Scott is also a Python educator who teaches internal training courses at Bloomberg. He has also led live online training events hosted on the O'Reilly learning platform.

  • PyScript and my journey to the Web
Simon Davy

Hi folks

I am a software engineer at the Bennett Institute, working on OpenSAFELY.

I have been building things with python for a good while, with a focus on infrastructure and tooling. A long time Linux user, I previously worked at Canonical on Ubuntu for 9 years.

An even longer time ago I did a PhD in AI cloud scheduling, which explains why you might see me drinking a lot.

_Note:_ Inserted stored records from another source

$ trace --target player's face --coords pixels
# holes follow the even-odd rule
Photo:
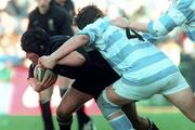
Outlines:
[[[55,0],[58,4],[64,5],[66,0]]]
[[[30,60],[35,65],[37,65],[39,55],[32,52],[26,52],[26,58]]]
[[[51,0],[36,0],[41,14],[46,14],[50,8]]]

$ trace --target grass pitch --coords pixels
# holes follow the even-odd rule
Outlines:
[[[159,127],[160,130],[195,130],[195,123],[186,119],[181,113],[141,113]],[[77,130],[74,117],[73,130]],[[92,116],[98,130],[112,130],[103,116]],[[57,123],[53,117],[55,128]],[[42,130],[40,116],[8,116],[0,115],[0,130]]]

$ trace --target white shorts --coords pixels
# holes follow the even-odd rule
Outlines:
[[[150,99],[154,94],[172,94],[188,87],[188,83],[180,72],[147,86],[130,86],[122,82],[121,78],[113,84],[113,88],[118,95],[129,100]]]

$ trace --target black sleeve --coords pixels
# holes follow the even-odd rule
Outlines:
[[[82,47],[78,48],[76,51],[79,52],[80,54],[82,54],[86,57],[87,61],[89,60],[88,52],[87,52],[87,50],[84,48],[82,48]]]
[[[34,25],[32,25],[32,14],[29,13],[29,15],[28,15],[28,26],[27,26],[27,29],[30,29],[30,28],[32,28],[32,27],[34,27]]]
[[[58,30],[62,35],[74,36],[74,31],[72,28],[72,18],[65,10],[62,11],[58,17]]]
[[[34,78],[34,69],[35,69],[35,65],[31,64],[28,69],[28,79]]]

  • OpenSAFELY: a python powered response to the COVID pandemic
Stefanie Molin

Stefanie Molin is a software engineer and data scientist at Bloomberg in New York City, where she tackles tough problems in information security, particularly those revolving around data wrangling/visualization, building tools for gathering data, and knowledge sharing. She is also the author of "Hands-On Data Analysis with Pandas," which is currently in its second edition. She holds a bachelor’s of science degree in operations research from Columbia University's Fu Foundation School of Engineering and Applied Science. She is currently pursuing a master’s degree in computer science, with a specialization in machine learning, from Georgia Tech.

  • Introduction to Data Analysis Using Pandas
Tatiana Al-Chueyr

Tatiana is a Staff Software Engineer at Astronomer and builds open-source authoring tools on top of Apache Airflow.
In 2002 she started to study Computer Engineering at Unicamp, Brazil. Her first job was to build a 3D visualisation software that helped surgeons plan complex medical procedures. She learned how to develop scalable software while working for Globo, between 2010 and 2014. She moved to the UK to build educational applications at Education First and later became a Principal Data Engineer at the BBC, where she helped the company to build its machine learning platform using open-source tools.

  • Getting started with Apache Airflow
Tibs

After being a programmer for a good few years, I recently changed career to become a Developer Educator at Aiven (https://aiven.io). My favourite programming language is Python, my favourite markup language is reStructuredText, my favourite storage technologies are SQLite, PostgreSQL and Redis, and I've recently become all enthusiastic about Apache Kafka.
Find out more about my past at https://www.tonyibbs.co.uk/

  • Fish and Chips and Apache Kafka®
Tim Gilboy

Cofounder and COO of Sourcery. Helping to build tools to automatically improve code quality, cut down on tech debt, and help make everyone's code more Pythonic.

  • Living With Technical Debt: Acknowledge It, Specify It, Reduce It
Vincent Knight

Vince Knight is a Senior Lecturer at Cardiff University in the School of Mathematics. His research interests are in emergent behaviour, probabilistic modelling, applications in healthcare and pedagogy. He maintains a number of open source research software projects, is a trustee of the UK Python association, is an editor for the Journal of Open Source Software, was awarded the 2017 John Pinner award for contribution to the Python community and is a fellow of the Software Sustainability Institute.

  • Do not trust my [or any] computational research.